Sunday, July 17, 2005

For Soldiers' Farewell, a Crucial Drill

I read this article from the WP yesterday and thought how far are these reporters going to take this to find something negative or condescending to write the military. I'm sure this reporter thought he was writing one of those "look at how low our military has had to sink due to the war in Iraq" and look at these poor, pitiful soldiers. After you read this story tell me if I'm just too jaded but it sure seems to me to be a backhanded type of story. Maybe the reporter doesn't even realize what he's doing?

But just what is wrong with training burial teams in 2 days? Ok maybe the optimum time could be better but who cares? It's getting done.

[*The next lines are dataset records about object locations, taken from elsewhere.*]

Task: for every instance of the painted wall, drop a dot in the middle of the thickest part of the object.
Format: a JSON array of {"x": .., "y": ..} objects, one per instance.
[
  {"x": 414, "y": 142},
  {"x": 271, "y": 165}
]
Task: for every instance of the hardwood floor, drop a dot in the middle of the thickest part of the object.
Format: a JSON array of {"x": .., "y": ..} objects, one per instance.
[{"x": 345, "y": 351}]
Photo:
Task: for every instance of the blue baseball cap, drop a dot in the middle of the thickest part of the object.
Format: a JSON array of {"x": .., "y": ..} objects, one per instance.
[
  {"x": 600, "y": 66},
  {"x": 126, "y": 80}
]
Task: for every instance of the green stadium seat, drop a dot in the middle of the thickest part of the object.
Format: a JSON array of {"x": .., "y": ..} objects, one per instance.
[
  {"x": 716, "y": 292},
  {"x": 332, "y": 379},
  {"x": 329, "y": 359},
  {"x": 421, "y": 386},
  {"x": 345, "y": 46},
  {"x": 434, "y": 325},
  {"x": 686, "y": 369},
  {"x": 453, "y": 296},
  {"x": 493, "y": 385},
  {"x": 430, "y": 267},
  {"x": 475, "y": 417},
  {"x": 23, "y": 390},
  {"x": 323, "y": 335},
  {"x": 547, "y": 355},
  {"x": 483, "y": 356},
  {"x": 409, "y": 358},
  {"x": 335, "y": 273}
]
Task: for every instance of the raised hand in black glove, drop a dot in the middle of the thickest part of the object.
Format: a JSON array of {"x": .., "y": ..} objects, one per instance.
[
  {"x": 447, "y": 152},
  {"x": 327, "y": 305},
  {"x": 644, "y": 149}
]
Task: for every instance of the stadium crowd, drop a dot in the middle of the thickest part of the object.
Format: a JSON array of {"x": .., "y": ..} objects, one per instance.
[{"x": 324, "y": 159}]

The 99th, based in this town just west of Pittsburgh, doesn't have a full burial team. Until the Iraq war, it didn't need one. Now, it can be called on to perform at the funerals of soldiers from reserve units in Maryland, Virginia, the District, Delaware, West Virginia and Pennsylvania.

That means that Dziegielewski, the command's casualty officer, relies on volunteers he fondly calls "pencil pushers" -- the administrative assistants and supply clerks whose usual job is to get other soldiers ready to deploy.

OMG - so pencil pushers in the Reserves are going to be trained for this duty. This is the first example of condescension.

Yet no matter how often the group went through its moves, Sgt. Sarah Williamson was almost always a half-step behind -- late in swiveling, late in bringing up her rifle, late in getting off the shot. Sometimes she never got it off at all.

Slight and soft-spoken, she joined the Army 2 1/2 years ago not just for the benefits that would make being a single mother of a 5-year-old boy easier, but because "I wanted to do something with my life."

And let's single out the poor single female soldier in the group. Cause, well isn't she just pitiful! And isn't she just in the Reserves for the benefits? Bah - why would she want to do something with her life and how on earth could the Reserves do this?

At the end the soldiers did a fine job but I'm not so sure that was the point of the story or was it?